I found the same listing via a different website. It’s a tempting prospect, to be certain. Not far enough offshore to be in international waters, but if one was to invest in the property and then gather fishing and diving investors via via kickstarter, I’m sure it could be repurposed as a vacation property.
It looks like a rust bucket to me. Also, the location sucks,…the graveyard of the Atlantic.
“Along the Outer Banks, the cold waters of the Labrador Current, which originates around the Baffin Sea between Greenland and northeast coast of Canada, collide with the warm waters of the Gulf Stream flowing from Caribbean Sea. The hazards of severe weather, strong currents, and navigational challenges, particularly in the Diamond Shoals area off Cape Hatteras, combined to cause the loss of thousands of ships and an unknown number of human lives. More than 1,000 ships have sunk in these waters since records began in 1526.”
“The National Historic Lighthouse Preservation Act of 2000… provides a mechanism for the conveyance of Federally-owned historic light stations to qualified new stewards. The NHLPA gives priority to public bodies and non-profit corporations to acquire a historic light station at no-cost… If no steward is identified through this process, the NHLPA authorizes the General Services Administration (GSA) to conduct a public sale…” Since they could not even give this one away, it leads me to believe Diamond Shoals Light Station is unsalvageable.

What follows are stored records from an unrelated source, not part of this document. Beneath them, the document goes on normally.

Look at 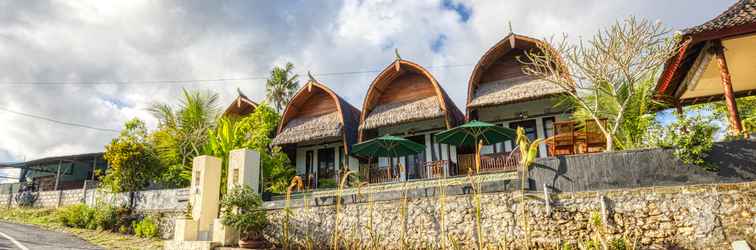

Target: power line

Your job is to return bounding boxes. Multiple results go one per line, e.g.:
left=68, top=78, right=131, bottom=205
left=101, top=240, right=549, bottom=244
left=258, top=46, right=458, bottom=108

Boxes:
left=0, top=107, right=119, bottom=133
left=0, top=64, right=475, bottom=85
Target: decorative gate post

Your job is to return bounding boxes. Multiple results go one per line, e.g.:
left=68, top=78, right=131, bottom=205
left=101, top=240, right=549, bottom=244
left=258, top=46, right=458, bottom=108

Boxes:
left=174, top=156, right=221, bottom=241
left=213, top=149, right=261, bottom=246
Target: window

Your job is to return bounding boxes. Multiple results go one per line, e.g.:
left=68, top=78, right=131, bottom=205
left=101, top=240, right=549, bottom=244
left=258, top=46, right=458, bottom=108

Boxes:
left=405, top=135, right=425, bottom=179
left=304, top=150, right=315, bottom=187
left=543, top=116, right=555, bottom=138
left=509, top=120, right=540, bottom=153
left=317, top=148, right=336, bottom=188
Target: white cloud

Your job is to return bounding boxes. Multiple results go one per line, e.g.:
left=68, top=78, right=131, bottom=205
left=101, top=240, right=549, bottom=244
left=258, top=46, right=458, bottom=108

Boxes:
left=0, top=0, right=729, bottom=161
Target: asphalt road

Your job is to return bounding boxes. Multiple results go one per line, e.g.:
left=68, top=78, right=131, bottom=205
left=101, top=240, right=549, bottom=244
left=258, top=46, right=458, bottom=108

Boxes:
left=0, top=222, right=103, bottom=250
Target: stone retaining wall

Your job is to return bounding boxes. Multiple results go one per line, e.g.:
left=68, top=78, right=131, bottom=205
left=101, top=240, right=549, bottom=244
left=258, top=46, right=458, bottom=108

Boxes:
left=0, top=188, right=188, bottom=212
left=266, top=182, right=756, bottom=249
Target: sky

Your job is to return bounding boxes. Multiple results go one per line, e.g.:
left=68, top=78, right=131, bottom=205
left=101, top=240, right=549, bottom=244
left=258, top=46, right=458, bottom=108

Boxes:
left=0, top=0, right=734, bottom=168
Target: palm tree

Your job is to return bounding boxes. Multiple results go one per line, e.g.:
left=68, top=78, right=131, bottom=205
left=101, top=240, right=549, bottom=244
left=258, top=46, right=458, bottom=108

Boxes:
left=266, top=62, right=299, bottom=112
left=149, top=89, right=219, bottom=186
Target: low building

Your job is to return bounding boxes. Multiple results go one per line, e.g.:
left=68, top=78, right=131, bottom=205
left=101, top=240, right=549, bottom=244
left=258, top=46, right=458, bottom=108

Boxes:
left=272, top=77, right=360, bottom=188
left=656, top=0, right=756, bottom=134
left=359, top=55, right=464, bottom=182
left=12, top=153, right=108, bottom=191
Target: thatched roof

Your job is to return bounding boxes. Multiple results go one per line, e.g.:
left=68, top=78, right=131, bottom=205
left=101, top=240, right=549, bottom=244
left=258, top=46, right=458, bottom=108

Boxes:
left=683, top=0, right=756, bottom=35
left=360, top=96, right=444, bottom=129
left=272, top=112, right=343, bottom=145
left=360, top=58, right=464, bottom=139
left=223, top=89, right=257, bottom=116
left=467, top=76, right=564, bottom=107
left=273, top=80, right=360, bottom=154
left=467, top=34, right=568, bottom=114
left=655, top=0, right=756, bottom=103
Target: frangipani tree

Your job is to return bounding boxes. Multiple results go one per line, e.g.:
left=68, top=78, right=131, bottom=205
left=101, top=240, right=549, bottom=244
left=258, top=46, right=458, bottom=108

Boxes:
left=520, top=17, right=678, bottom=151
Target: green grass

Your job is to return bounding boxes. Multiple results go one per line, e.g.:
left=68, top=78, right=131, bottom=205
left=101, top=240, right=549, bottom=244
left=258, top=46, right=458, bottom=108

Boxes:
left=0, top=208, right=163, bottom=249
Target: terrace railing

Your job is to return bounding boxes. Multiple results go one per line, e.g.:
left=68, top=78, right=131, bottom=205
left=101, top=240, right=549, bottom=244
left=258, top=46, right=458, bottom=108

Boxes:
left=544, top=119, right=606, bottom=156
left=360, top=160, right=449, bottom=183
left=424, top=160, right=449, bottom=179
left=457, top=152, right=520, bottom=175
left=360, top=163, right=401, bottom=183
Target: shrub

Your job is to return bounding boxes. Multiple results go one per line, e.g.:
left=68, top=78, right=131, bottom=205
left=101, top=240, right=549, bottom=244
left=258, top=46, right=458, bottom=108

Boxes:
left=87, top=203, right=118, bottom=230
left=658, top=116, right=717, bottom=171
left=118, top=225, right=130, bottom=234
left=220, top=186, right=268, bottom=237
left=609, top=238, right=628, bottom=250
left=57, top=204, right=94, bottom=228
left=133, top=217, right=158, bottom=238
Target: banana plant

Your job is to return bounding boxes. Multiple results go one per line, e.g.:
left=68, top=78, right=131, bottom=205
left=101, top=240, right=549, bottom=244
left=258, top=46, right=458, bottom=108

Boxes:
left=516, top=127, right=543, bottom=249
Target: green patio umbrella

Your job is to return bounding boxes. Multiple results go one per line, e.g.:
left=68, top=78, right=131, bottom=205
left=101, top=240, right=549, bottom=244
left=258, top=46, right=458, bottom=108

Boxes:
left=436, top=120, right=516, bottom=171
left=351, top=135, right=425, bottom=182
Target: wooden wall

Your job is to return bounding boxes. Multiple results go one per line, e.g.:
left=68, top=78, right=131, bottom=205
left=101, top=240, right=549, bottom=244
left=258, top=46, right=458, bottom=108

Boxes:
left=290, top=87, right=338, bottom=118
left=479, top=49, right=525, bottom=83
left=376, top=71, right=436, bottom=105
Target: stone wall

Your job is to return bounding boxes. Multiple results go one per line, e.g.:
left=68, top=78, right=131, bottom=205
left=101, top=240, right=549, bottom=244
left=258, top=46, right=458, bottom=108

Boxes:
left=0, top=188, right=188, bottom=212
left=529, top=140, right=756, bottom=192
left=266, top=182, right=756, bottom=249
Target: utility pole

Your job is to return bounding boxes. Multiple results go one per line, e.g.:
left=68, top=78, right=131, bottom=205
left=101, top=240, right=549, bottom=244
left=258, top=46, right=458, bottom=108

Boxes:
left=55, top=160, right=63, bottom=190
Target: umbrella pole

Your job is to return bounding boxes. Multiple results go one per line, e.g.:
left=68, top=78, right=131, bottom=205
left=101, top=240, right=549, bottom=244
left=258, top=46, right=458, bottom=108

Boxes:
left=475, top=141, right=483, bottom=174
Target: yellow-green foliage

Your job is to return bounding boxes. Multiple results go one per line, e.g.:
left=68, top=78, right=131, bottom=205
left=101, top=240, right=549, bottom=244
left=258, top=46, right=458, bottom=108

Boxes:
left=56, top=204, right=95, bottom=228
left=101, top=119, right=162, bottom=192
left=133, top=217, right=158, bottom=238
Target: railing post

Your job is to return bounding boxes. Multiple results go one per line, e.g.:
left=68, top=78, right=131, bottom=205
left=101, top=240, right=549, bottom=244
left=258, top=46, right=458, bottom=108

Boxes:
left=441, top=160, right=451, bottom=178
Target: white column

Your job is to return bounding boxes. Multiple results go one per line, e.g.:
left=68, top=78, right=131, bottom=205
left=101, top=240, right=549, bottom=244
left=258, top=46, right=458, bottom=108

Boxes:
left=333, top=146, right=341, bottom=183
left=501, top=122, right=513, bottom=152
left=536, top=117, right=548, bottom=157
left=425, top=134, right=433, bottom=161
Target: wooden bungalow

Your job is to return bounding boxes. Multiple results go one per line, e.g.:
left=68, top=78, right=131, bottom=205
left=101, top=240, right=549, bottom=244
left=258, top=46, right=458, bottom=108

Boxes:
left=656, top=0, right=756, bottom=134
left=460, top=33, right=572, bottom=159
left=223, top=89, right=257, bottom=117
left=272, top=77, right=360, bottom=188
left=359, top=54, right=464, bottom=182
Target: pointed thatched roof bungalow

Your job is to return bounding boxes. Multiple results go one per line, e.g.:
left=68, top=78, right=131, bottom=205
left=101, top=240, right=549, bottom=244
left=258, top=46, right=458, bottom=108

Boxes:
left=272, top=77, right=360, bottom=188
left=223, top=89, right=257, bottom=117
left=467, top=33, right=564, bottom=156
left=359, top=55, right=464, bottom=182
left=656, top=0, right=756, bottom=134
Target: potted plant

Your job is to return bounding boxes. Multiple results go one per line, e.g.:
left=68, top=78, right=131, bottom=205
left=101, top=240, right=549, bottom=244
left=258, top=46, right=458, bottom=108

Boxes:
left=221, top=186, right=268, bottom=248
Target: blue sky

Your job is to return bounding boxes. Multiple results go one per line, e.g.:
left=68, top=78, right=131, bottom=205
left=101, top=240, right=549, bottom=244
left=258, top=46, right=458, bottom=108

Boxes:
left=0, top=0, right=734, bottom=166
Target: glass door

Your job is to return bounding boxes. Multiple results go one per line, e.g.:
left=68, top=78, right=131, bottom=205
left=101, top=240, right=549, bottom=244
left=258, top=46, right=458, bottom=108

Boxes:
left=405, top=135, right=426, bottom=179
left=303, top=150, right=315, bottom=188
left=509, top=120, right=541, bottom=156
left=318, top=148, right=336, bottom=188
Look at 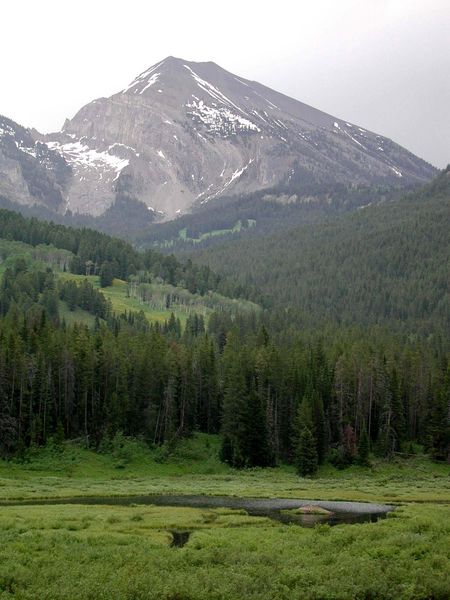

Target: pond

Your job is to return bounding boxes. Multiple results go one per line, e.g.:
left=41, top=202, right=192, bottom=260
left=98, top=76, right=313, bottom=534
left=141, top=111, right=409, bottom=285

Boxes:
left=2, top=494, right=393, bottom=528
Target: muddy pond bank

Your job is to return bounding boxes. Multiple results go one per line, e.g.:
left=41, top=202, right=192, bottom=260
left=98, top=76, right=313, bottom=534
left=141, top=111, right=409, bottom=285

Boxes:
left=1, top=494, right=393, bottom=527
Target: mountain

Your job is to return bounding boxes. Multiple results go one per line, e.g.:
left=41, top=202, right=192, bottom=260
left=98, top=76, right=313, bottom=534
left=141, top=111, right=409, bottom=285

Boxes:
left=191, top=167, right=450, bottom=336
left=40, top=57, right=436, bottom=219
left=0, top=115, right=72, bottom=211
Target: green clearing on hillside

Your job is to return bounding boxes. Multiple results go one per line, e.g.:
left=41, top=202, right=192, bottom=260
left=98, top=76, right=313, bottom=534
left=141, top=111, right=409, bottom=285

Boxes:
left=154, top=219, right=256, bottom=248
left=58, top=273, right=259, bottom=325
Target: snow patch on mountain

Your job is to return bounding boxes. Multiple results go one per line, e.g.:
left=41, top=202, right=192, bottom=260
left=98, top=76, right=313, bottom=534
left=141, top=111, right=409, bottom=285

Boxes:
left=183, top=65, right=246, bottom=114
left=186, top=100, right=260, bottom=137
left=47, top=141, right=130, bottom=178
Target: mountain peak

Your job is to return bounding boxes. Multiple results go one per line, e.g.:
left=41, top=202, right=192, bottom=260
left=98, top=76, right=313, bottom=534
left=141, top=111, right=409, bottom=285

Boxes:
left=32, top=56, right=435, bottom=218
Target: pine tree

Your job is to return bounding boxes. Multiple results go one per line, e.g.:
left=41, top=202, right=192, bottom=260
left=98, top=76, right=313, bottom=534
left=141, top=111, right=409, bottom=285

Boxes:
left=356, top=428, right=370, bottom=467
left=294, top=396, right=319, bottom=477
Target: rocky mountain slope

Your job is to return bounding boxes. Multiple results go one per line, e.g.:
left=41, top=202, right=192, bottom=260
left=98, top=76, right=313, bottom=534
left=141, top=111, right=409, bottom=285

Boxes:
left=0, top=115, right=72, bottom=211
left=0, top=57, right=436, bottom=219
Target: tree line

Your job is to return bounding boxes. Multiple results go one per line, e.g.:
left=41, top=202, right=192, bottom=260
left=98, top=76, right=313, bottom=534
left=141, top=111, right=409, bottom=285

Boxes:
left=0, top=262, right=450, bottom=468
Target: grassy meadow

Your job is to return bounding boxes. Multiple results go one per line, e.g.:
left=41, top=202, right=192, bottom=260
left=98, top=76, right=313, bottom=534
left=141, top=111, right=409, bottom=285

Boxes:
left=0, top=434, right=450, bottom=600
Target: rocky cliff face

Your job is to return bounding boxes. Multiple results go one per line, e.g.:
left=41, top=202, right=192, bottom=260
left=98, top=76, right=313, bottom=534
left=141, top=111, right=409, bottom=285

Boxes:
left=0, top=116, right=72, bottom=211
left=0, top=57, right=436, bottom=219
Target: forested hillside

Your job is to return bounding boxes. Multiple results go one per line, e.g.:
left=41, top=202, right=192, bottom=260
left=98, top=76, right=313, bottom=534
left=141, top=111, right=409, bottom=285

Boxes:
left=133, top=181, right=411, bottom=252
left=0, top=184, right=450, bottom=468
left=192, top=168, right=450, bottom=336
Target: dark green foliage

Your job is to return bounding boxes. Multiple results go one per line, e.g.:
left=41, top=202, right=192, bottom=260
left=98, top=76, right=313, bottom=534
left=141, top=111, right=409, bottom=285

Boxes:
left=294, top=396, right=319, bottom=477
left=0, top=190, right=449, bottom=474
left=100, top=262, right=114, bottom=287
left=193, top=169, right=450, bottom=335
left=356, top=429, right=370, bottom=467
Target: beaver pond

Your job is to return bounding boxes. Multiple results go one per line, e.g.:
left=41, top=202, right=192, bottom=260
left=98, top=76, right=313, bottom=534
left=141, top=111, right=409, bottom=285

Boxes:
left=2, top=494, right=393, bottom=528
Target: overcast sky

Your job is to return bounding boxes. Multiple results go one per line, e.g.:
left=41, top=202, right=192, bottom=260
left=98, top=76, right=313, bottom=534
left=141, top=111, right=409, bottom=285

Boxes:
left=0, top=0, right=450, bottom=167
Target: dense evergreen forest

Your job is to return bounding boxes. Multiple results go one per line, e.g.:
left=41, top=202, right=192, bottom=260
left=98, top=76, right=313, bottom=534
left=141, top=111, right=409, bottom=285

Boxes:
left=132, top=182, right=406, bottom=252
left=0, top=172, right=450, bottom=468
left=191, top=168, right=450, bottom=336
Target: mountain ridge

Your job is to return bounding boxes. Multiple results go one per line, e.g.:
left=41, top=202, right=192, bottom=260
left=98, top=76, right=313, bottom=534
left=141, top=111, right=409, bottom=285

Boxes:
left=0, top=57, right=437, bottom=220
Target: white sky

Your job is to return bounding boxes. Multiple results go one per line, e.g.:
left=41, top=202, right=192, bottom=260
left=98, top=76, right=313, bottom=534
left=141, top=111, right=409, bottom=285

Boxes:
left=0, top=0, right=450, bottom=167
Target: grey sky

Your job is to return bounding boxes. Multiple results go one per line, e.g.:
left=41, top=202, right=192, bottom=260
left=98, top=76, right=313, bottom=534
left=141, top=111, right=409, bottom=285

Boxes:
left=0, top=0, right=450, bottom=167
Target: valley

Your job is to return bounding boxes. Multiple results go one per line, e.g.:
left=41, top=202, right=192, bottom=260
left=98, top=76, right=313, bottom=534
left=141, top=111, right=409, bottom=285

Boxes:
left=0, top=18, right=450, bottom=600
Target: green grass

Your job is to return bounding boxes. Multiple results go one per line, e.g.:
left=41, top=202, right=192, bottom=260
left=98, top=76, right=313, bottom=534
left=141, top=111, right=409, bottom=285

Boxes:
left=0, top=434, right=450, bottom=503
left=0, top=434, right=450, bottom=600
left=154, top=219, right=256, bottom=248
left=58, top=273, right=187, bottom=325
left=0, top=505, right=450, bottom=600
left=58, top=300, right=99, bottom=327
left=58, top=273, right=260, bottom=326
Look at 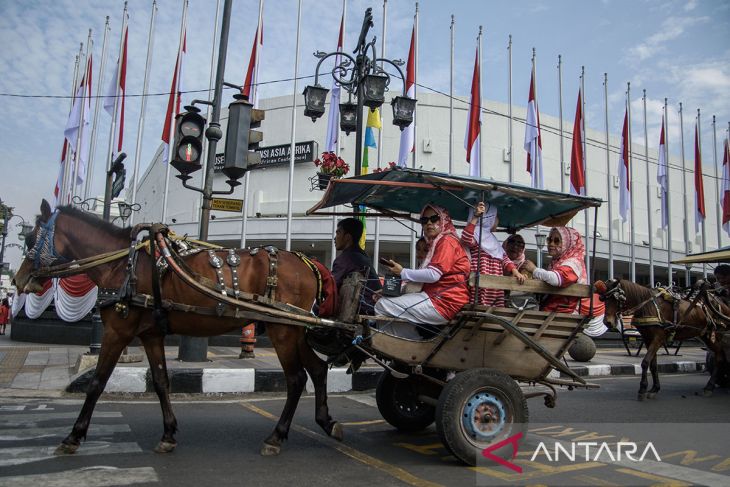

In essence I would be bidding on $15,000 worth of scrap metal that would have to be removed, cleaned, and replaced. Also, the bid did not include the land beneath the tower. Is it worth $15,000 to buy the right to rebuild a dilapidated structure, without any rights to the land beneath it? Maybe. Possibly. The diving would be superb. The night sky would be unmatched. But having to restore what looks like a John Carpenter movie set would be daunting at best.
Now, if the land beneath/near the tower was included, I would establish a memorial reef made of concrete structures mixed with cremated remains, ala The Neptune Society. “The Graveyard of the Atlantic”. The light station could be used for solar panels to power a neighborhood of undersea homes like the H2OME.